Wednesday, June 23, 2010

"Super-Weeds" Highlight Another CO2 Threat

With pollen production from ordinary plants amping up 300-500% over normative levels from increased atmospheric CO2, sending people running for their Claritin, one could (I suppose) have also predicted we'd eventually see the emergence of super weeds. Well, according to two recent stories in The Wall Street Journal (June 4, p A16, 'Superweeds Trigger New Arms Race'; June 21, p. D1, 'Least Welcome Sign of Summer') that time has more than arrived.

According to the first account, by the middle of this decade at least 40% of U.S. corn and coybean crops will "harbor Roundup resistant super weeds". Roundup, and especially Monsanto's Roundup -ready seeds, have been amongst the biggest "success stories" in the domain of weed control, primarily because of its primary constitutent - glyphosate- which is one of the least toxic around. As one farmer cited in the first article put it: If glyphosate isn't the safest herbicide, it's damned close".

Today Roundup and generic competitors are used on nearly 4 times as many acres as any other herbicide, but true to evolutionary dictates and principles - the weeds are adapting, and new, hardier variants are emerging resistant to the weedicide. Many believe that enhanced CO2 plays no small role in faciliating this adaptation, since stronger, larger weeds are the result.

Currently, nine species of weed have developed total immunity to it and spread to millions of acres in more than twenty states. In the article, one farmer from Osceola, AR is quoted who says he spends hundreds of thousands of dolalrs on herbicide, but can't control the pigweed which now runs rampant over his 8,600 acre field.

The variant of pigweed on his property grows to six feet in height on a stalk the width of a baseball bat's wide end. The weed is so tough, it damages mechanical parts of his cotton picking equipment and must be rooted out by hand. The farmer had to hire 20 labor hands to attack the weeds using hoes, even then breaking a number of them.

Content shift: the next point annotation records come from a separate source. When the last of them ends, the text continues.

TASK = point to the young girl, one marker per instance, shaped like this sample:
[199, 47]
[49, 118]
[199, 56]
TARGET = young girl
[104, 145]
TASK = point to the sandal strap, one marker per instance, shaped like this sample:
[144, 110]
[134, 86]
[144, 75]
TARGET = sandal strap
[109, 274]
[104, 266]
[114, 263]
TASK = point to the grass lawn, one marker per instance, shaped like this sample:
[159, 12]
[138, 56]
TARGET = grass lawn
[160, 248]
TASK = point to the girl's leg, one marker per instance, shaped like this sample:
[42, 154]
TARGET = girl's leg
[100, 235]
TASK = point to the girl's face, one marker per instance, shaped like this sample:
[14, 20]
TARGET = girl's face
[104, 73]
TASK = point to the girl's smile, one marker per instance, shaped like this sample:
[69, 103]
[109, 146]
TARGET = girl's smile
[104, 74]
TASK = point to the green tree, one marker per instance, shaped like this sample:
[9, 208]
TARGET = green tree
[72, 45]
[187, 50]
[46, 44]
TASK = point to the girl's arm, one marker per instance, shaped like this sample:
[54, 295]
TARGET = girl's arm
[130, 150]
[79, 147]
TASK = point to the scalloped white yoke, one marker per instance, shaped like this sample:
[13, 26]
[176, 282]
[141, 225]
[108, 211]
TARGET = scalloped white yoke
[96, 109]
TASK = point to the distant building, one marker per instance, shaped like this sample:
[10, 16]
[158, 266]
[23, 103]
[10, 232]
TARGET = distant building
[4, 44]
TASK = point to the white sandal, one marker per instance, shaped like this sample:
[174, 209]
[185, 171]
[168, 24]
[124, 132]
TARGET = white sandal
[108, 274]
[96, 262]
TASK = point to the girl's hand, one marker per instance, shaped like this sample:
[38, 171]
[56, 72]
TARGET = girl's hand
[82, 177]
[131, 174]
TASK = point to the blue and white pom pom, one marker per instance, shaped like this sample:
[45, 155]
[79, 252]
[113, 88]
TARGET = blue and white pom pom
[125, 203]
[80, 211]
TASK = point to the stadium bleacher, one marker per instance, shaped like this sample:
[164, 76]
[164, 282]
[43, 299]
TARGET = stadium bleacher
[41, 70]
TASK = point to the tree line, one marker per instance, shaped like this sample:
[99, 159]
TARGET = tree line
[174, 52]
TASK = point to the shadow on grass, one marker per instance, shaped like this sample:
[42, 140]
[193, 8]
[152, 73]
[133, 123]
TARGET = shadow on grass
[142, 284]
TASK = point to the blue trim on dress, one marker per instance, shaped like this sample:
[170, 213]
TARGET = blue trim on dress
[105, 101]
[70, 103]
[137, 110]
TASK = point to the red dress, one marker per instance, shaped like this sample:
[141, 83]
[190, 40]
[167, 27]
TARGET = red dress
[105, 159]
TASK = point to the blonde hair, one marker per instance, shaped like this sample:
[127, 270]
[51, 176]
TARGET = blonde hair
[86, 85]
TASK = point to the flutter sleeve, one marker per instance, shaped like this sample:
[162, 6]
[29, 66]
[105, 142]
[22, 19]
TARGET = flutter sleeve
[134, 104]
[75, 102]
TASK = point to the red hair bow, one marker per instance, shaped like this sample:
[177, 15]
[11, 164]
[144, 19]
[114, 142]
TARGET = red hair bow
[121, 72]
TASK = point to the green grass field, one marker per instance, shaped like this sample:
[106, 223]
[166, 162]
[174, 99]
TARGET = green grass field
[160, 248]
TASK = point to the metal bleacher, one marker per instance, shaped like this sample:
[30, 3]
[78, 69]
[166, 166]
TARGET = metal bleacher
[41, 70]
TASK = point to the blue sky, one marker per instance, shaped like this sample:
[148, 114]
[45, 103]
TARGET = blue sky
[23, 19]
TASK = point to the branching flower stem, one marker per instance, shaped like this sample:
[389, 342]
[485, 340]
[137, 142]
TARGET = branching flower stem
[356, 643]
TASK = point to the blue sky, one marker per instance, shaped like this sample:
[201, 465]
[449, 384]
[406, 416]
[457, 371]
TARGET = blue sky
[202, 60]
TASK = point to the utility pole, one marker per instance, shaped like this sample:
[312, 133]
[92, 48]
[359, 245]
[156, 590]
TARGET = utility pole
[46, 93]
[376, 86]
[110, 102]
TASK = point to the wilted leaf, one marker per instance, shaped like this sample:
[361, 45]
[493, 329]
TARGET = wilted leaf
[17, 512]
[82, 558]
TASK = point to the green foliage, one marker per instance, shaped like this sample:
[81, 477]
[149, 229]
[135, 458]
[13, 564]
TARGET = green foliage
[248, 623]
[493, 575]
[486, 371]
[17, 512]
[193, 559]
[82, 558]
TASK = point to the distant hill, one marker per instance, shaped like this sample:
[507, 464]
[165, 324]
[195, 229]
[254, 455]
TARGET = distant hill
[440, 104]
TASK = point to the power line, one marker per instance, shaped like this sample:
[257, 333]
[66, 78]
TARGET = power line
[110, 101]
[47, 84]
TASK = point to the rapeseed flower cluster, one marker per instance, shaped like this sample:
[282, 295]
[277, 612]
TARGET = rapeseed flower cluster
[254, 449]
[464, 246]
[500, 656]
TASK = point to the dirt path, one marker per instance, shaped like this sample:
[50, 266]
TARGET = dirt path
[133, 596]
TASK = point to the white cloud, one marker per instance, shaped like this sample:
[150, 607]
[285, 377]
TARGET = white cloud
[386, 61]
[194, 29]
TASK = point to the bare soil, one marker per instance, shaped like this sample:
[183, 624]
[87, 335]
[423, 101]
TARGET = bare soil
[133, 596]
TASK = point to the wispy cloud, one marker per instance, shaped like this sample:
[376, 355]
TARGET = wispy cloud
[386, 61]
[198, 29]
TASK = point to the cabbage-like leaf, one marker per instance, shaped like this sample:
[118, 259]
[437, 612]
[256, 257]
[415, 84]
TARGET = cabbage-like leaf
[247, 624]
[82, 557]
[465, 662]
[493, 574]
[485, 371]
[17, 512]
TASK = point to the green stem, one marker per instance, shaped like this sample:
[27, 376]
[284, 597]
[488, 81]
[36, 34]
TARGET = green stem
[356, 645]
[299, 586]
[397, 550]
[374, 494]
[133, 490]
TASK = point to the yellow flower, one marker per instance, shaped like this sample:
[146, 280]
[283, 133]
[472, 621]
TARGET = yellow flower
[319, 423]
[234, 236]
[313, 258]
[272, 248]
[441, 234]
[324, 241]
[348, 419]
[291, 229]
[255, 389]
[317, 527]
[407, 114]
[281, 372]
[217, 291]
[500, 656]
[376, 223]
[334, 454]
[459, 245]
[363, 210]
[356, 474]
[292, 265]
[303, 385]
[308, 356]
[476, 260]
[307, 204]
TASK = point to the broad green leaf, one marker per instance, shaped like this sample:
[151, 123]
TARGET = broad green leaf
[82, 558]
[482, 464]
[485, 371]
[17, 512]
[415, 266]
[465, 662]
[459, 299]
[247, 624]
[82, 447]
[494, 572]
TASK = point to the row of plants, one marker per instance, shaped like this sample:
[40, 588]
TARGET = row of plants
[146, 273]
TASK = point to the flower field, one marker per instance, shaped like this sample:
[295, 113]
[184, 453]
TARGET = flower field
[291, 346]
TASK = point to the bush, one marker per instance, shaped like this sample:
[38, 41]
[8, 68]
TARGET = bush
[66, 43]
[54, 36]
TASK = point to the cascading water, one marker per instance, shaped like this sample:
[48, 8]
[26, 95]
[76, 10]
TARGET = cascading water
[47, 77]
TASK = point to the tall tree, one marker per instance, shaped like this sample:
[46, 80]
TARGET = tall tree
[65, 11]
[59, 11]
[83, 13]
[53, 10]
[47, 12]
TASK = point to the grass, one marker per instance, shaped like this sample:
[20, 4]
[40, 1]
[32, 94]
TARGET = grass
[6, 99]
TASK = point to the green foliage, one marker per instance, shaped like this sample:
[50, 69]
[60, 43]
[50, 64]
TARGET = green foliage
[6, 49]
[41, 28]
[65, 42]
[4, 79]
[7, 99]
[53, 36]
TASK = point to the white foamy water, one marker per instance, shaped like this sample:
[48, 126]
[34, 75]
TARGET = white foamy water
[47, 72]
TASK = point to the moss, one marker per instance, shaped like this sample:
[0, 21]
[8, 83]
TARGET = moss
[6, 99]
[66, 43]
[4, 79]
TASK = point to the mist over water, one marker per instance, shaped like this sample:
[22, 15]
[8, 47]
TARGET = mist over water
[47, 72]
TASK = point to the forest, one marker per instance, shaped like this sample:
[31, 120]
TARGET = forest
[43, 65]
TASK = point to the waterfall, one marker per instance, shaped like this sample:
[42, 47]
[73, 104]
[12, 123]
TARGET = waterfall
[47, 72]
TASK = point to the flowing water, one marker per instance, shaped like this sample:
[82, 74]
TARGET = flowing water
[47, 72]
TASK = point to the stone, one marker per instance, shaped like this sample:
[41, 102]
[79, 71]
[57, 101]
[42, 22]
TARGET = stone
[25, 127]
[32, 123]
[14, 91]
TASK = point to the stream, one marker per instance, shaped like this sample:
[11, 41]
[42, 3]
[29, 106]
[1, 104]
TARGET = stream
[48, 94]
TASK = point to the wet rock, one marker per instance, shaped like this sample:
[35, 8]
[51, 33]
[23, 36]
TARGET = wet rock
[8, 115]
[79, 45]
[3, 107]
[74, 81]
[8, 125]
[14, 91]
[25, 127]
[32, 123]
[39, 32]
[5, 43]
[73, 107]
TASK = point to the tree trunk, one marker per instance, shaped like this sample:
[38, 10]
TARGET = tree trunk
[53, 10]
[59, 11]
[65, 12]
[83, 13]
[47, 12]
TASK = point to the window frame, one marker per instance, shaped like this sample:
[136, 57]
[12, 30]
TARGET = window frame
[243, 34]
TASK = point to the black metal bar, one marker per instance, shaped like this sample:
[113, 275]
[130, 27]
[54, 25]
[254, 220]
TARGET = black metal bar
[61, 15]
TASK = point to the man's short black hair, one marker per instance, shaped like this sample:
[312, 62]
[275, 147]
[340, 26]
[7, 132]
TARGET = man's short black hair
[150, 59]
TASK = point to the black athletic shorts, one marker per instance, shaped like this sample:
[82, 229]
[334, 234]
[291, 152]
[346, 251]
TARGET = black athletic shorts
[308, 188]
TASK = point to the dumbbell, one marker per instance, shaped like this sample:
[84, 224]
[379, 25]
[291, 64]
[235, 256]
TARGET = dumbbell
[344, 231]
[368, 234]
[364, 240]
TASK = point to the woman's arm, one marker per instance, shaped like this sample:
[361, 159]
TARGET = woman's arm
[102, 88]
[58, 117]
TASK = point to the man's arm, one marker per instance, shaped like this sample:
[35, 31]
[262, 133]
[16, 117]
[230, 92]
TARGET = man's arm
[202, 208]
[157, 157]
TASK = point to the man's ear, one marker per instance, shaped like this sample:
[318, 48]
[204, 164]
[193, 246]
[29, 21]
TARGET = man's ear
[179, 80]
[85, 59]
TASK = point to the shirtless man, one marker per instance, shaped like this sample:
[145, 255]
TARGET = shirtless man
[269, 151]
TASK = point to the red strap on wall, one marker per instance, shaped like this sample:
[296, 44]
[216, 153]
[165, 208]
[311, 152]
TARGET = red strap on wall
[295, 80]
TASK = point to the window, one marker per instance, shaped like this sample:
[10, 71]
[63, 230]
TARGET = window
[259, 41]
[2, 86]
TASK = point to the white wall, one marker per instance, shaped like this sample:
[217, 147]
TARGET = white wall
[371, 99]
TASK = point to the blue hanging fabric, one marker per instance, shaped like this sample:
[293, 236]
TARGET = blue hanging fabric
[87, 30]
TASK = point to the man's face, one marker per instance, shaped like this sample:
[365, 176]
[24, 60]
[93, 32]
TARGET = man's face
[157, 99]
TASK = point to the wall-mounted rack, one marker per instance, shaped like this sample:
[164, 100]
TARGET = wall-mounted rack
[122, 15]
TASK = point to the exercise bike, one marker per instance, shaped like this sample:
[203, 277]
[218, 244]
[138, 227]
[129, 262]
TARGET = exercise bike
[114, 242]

The emergence of these super weeds, especially as threats to farm productivity have convinced many farmers they must resort to much more toxic weedicides to get the job done. That includes using such infamous carcinogenic agents as: 2, 4- D, dicamba and paraquat. But critics have warned given the uncontrolled factors afoot, such as ever increasing CO2 concentrations (now tipping at nearly 400 ppm) all that will happen is that even more super weeds will emerge, resistant to even those arch-herbicides.

In the second story, attention is on the accelerative growth of poison ivy and the increased tribulations of people (mainly gardeners, but some hikers) coming in contact with its irritant chemical urushiol. Gardeners quoted in the article attest to "many more seedlings observed" in their gardens.

The article also references a study published in the journal Weed Science, in 2007, which indicates poison ivy is getting bigger and spreading faster, plus producing more urushiol as a result of increasing levels of carbon dioxide in the atmosphere.

Lead researcher, Lewis Ziska, a plant biologist at the U.S. Dept. of Agriculture, exposed poison ivy plants to different carbon dioxide concentrations- mirroring those that actually existed in the atmosphere at various times, over decades. He found that as one reached increased exposure levels bigger, hardier and more irritating plants were produced.

Will the weeds inherit the Earth if humans continue to punt in attending to global warming and the CO2 threat? Well, from looking at the rate at which "super dandelions" have taken over my front lawn, I wouldn't be too surprised. Generally, dandelions exhibit seed heads of maybe 4-5 cm diameter at most, before shooting out their parachute seeds. The ones now occupying my lawn have seeder heads in the vicinity of 7-8 cm in width.

Go figure. Or maybe not!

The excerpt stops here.